Perplexity's 45-Point Freshness Premium

By Nathan Hill-Haimes··Methodology: v1.0
Third-party data (ziptie.dev) shows Perplexity's citation probability drops sharply with content age. Pages updated in the last 30 days have a 45 percentage-point advantage over pages older than 18 months.

Key findings

  • 45pp citation advantage for content under 30 days old (ziptie.dev)
  • Content older than 18 months is effectively invisible to Perplexity
  • Freshness effect is engine-specific — Gemini shows lowest freshness bias

The freshness signal

Perplexity's search architecture uses real-time web retrieval with a strong recency signal. Unlike ChatGPT (which blends training data with web search), Perplexity heavily weights recent content in its citation decisions.

Measurement

Using the ziptie.dev citation dataset, cited pages were binned by their last-modified date with citation probability calculated by age bucket:

Content ageCitation probabilityRelative to baseline
Under 30 days62%+45pp
30-90 days41%+24pp
90-180 days28%+11pp
180 days - 12 months19%+2pp
12-18 months12%-5pp
Over 18 months3%-14pp

Baseline citation probability across all content ages: 17%.

Engine comparison

The freshness premium varies dramatically by engine:

  • Perplexity: 45pp advantage for content under 30 days
  • ChatGPT: 18pp advantage for content under 30 days
  • Claude: 12pp advantage for content under 30 days
  • Gemini: 8pp advantage for content under 30 days

This engine-specific variation reinforces the cross-platform overlap finding: each engine has distinct citation preferences, and optimisation must be engine-specific.

Implications

  1. Content refresh cadence matters most on Perplexity. For brands where Perplexity citation share is the target metric, a monthly content refresh schedule produces measurably different outcomes from a quarterly schedule.

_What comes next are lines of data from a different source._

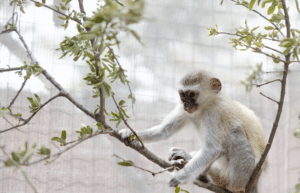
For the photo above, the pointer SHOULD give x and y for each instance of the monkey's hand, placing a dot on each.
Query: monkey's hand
(126, 134)
(178, 177)
(177, 153)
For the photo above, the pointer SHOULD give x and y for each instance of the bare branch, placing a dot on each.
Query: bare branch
(57, 11)
(211, 187)
(66, 149)
(153, 174)
(262, 17)
(259, 85)
(29, 180)
(10, 69)
(20, 90)
(280, 105)
(232, 34)
(126, 122)
(269, 98)
(27, 120)
(112, 51)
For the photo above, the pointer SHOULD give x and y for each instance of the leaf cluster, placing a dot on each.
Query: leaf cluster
(35, 103)
(254, 77)
(61, 139)
(84, 131)
(20, 157)
(31, 69)
(117, 116)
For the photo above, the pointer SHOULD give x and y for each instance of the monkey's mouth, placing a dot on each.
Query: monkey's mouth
(190, 110)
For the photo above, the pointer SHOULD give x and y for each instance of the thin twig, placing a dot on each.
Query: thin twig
(259, 85)
(66, 149)
(20, 90)
(57, 11)
(10, 69)
(259, 51)
(126, 121)
(269, 98)
(263, 17)
(232, 34)
(273, 49)
(27, 120)
(29, 180)
(112, 51)
(153, 174)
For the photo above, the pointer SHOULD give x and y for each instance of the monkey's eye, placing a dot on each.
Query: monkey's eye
(181, 94)
(192, 94)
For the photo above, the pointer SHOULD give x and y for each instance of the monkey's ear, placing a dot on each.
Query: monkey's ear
(215, 84)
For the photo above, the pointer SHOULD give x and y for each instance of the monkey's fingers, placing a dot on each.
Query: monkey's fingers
(174, 182)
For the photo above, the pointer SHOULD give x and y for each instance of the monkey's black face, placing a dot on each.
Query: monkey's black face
(189, 99)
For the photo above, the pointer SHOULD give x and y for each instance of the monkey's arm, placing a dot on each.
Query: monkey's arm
(171, 124)
(200, 163)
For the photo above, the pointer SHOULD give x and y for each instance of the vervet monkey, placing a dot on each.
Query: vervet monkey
(231, 133)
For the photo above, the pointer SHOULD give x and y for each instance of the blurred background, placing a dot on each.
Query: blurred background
(175, 37)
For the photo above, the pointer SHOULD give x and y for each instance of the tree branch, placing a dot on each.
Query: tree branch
(211, 187)
(76, 20)
(20, 90)
(27, 120)
(112, 51)
(259, 85)
(10, 69)
(269, 98)
(262, 17)
(226, 33)
(127, 123)
(280, 105)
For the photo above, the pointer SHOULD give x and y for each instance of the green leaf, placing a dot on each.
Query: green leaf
(21, 9)
(297, 5)
(44, 151)
(4, 111)
(62, 139)
(251, 4)
(269, 28)
(126, 163)
(121, 102)
(132, 137)
(272, 7)
(38, 4)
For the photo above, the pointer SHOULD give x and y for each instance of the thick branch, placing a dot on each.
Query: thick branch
(126, 122)
(20, 90)
(27, 120)
(57, 11)
(262, 17)
(280, 105)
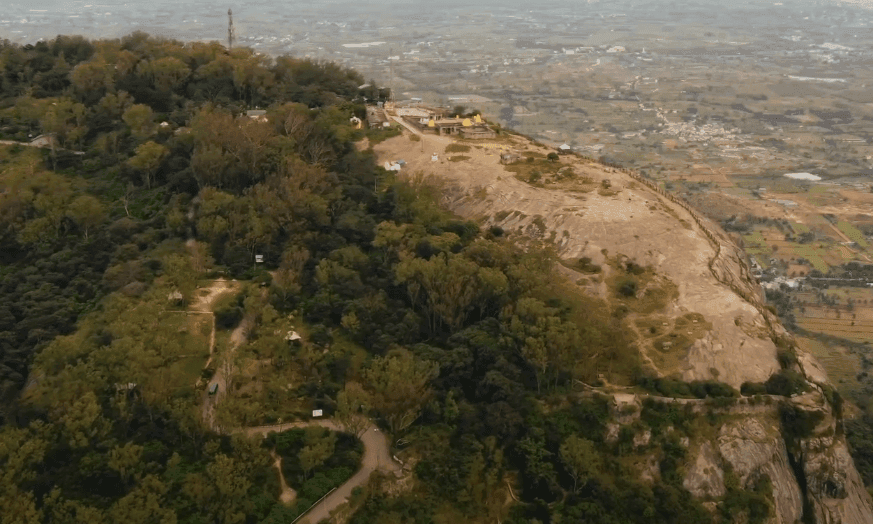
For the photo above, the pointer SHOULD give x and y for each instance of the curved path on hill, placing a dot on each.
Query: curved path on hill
(376, 457)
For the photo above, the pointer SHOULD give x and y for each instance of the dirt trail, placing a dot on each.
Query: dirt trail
(237, 338)
(288, 495)
(377, 456)
(636, 222)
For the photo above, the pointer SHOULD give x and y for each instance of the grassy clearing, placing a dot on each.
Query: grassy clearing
(644, 292)
(609, 346)
(799, 228)
(754, 239)
(814, 255)
(853, 233)
(672, 347)
(457, 148)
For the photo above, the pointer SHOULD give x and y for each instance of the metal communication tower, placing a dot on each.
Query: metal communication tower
(231, 32)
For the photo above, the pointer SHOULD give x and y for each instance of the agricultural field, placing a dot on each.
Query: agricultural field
(841, 365)
(844, 327)
(799, 228)
(853, 233)
(814, 255)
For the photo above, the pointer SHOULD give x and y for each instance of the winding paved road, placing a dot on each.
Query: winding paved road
(376, 457)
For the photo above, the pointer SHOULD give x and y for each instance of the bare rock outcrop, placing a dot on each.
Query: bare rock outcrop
(834, 487)
(754, 447)
(704, 478)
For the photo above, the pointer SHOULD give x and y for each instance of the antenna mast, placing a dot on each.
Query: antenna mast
(391, 68)
(231, 33)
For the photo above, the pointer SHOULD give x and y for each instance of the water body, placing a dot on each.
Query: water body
(803, 176)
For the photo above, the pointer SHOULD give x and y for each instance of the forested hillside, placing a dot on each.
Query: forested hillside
(463, 344)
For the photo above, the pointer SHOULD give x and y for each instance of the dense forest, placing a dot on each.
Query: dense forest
(462, 344)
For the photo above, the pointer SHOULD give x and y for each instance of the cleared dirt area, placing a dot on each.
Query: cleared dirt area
(628, 219)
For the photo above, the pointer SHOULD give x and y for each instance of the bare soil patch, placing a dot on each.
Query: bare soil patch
(635, 222)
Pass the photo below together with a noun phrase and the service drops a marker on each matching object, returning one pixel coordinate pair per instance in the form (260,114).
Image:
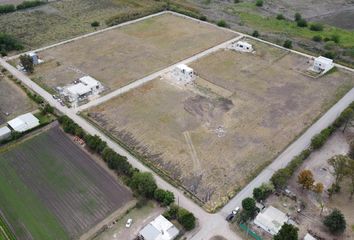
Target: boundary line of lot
(153,76)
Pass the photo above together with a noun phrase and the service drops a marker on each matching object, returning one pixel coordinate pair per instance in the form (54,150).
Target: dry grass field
(214,144)
(51,189)
(122,55)
(13,101)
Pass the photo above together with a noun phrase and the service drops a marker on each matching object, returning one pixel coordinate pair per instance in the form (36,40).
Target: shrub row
(142,183)
(183,216)
(281,176)
(7,8)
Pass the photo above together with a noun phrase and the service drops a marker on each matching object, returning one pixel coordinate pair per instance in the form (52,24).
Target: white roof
(89,81)
(309,237)
(159,229)
(324,60)
(271,220)
(23,122)
(4,131)
(78,89)
(246,44)
(184,67)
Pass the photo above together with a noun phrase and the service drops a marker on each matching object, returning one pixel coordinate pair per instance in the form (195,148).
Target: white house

  2. The 18-month cliff is absolute. Content older than 18 months has near-zero citation probability on Perplexity regardless of its quality, backlink profile, or topical authority.

  3. Freshness is not equally important everywhere. Gemini shows the lowest freshness bias, suggesting that content quality and topical authority matter more for Google AI Mode than recency alone.

Where the AnswerGraph engine's own findings will live

The AnswerGraph panel tracks content freshness as a page feature in its inference model. Once enough observations accumulate to produce its own freshness-effect estimates with confidence intervals, those findings will be published here. Until then, the ziptie.dev dataset provides the best public evidence for engine-specific freshness effects.